Russia challenges chemical watchdog on naming perpetrators
UNITED NATIONS (AP) — Russia is seeking Security Council approval for a resolution that challenges the global chemical weapons watchdog for setting up an investigative team with the power to name perpetrators of chemical attacks.
The draft resolution circulated to council members Thursday and obtained by The Associated Press notes “with concern the continuing politicization of the work” of the Organization for the Prohibition of Chemical Weapons, or OPCW.
It says the Security Council is the only international body authorized to impose “legitimate compulsory measures” on countries that violate the chemical weapons convention.
The OPCW took the initiative to apportion blame for poison gas and nerve agent attacks last year after Russia used its veto in the Security Council to terminate a joint U.N.-OPCW investigative body set up in 2015 to determine responsibility for chemical attacks.
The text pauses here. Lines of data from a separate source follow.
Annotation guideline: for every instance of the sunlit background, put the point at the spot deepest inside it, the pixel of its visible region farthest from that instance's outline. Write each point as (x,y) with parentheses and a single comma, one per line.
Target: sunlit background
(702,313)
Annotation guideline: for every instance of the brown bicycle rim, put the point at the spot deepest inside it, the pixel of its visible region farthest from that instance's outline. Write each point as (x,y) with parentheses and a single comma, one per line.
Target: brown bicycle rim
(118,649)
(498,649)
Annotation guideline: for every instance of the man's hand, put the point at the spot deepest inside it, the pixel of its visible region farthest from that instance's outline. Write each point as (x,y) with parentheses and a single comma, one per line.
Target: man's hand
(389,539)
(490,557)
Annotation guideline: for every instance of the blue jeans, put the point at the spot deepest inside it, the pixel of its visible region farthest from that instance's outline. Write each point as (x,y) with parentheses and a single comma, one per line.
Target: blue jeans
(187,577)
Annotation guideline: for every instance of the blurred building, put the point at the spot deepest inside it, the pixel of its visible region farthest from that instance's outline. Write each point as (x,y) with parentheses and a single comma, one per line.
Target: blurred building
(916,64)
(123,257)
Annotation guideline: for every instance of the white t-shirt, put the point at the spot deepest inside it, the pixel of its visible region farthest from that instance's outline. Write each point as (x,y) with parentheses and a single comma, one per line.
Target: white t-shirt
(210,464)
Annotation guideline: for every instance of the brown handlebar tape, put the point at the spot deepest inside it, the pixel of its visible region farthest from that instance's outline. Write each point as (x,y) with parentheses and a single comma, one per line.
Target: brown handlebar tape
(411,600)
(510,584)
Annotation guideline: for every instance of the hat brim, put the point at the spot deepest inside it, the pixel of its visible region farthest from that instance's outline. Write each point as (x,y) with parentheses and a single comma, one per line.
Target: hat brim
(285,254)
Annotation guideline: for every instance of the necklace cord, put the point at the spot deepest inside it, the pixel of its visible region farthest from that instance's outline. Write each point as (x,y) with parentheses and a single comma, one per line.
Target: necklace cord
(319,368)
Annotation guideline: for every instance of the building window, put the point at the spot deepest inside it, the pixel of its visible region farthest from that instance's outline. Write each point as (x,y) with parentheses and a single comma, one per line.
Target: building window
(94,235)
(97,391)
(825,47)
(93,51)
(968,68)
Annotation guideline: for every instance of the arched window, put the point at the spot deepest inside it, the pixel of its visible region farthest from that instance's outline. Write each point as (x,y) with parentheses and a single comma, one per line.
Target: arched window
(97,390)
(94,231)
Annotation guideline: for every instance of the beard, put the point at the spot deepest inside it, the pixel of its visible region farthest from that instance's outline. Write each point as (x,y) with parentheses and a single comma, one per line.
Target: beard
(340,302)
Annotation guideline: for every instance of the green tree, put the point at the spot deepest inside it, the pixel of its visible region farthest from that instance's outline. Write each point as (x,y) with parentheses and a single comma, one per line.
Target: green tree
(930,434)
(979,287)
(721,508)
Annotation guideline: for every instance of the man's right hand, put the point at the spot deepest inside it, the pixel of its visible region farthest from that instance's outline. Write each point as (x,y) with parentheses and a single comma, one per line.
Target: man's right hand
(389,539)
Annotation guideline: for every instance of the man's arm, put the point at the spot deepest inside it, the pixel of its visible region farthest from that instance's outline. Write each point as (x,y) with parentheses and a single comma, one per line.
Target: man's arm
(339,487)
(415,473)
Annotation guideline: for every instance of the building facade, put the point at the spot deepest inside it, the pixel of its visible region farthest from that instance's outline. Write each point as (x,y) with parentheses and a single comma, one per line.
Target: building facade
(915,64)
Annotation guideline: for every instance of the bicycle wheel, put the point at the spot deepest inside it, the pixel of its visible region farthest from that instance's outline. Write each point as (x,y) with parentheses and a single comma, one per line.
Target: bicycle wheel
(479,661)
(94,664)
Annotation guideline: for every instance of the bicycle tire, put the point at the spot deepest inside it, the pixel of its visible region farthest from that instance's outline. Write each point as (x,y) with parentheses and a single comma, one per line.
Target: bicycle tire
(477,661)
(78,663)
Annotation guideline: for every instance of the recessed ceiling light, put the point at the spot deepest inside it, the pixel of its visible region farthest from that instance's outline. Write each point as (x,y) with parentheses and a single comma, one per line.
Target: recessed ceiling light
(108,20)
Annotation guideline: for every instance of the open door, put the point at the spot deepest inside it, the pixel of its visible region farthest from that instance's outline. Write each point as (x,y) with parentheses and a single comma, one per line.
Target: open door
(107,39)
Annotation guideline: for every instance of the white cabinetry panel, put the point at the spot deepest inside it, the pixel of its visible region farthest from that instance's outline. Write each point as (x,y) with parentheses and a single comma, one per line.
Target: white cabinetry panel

The U.N.-OPCW team accused Syria of using chlorine gas in at least two attacks in 2014 and 2015 and the nerve agent sarin in an aerial attack on Khan Sheikhoun in April 2017 that killed about 100 people and affected about 200 others. The latter attack led to a U.S. airstrike on a Syrian airfield.
The team also accused the Islamic State extremist group of using mustard gas twice in 2015 and 2016.
Russia, a close ally of Syria, claimed the U.N.-OPCW team was not professional or objective in its investigations and vetoed a resolution to extend its mandate.
The OPCW was created to implement a 1997 treaty that banned chemical weapons, but lacked a mandate to name the parties it found responsible for using them.
Many OPCW member nations saw the inability to assign responsibility as a senseless hamstring, especially after fatal chemical attacks during the war in Syria and Russia’s veto. Russia opposed adding a new power to the chemical watchdog’s portfolio, saying that was a decision that belonged to the United Nations.
Britain led the campaign to give the OPCW new teeth, and last June members voted 82-24 — more than the two-thirds majority needed — to expand the organization’s powers to apportion blame for illegal attacks.
The Russian draft resolution calls on the parties to the chemical weapons convention to cooperate with each other and “seek to restore the spirit of consensus in the OPCW.”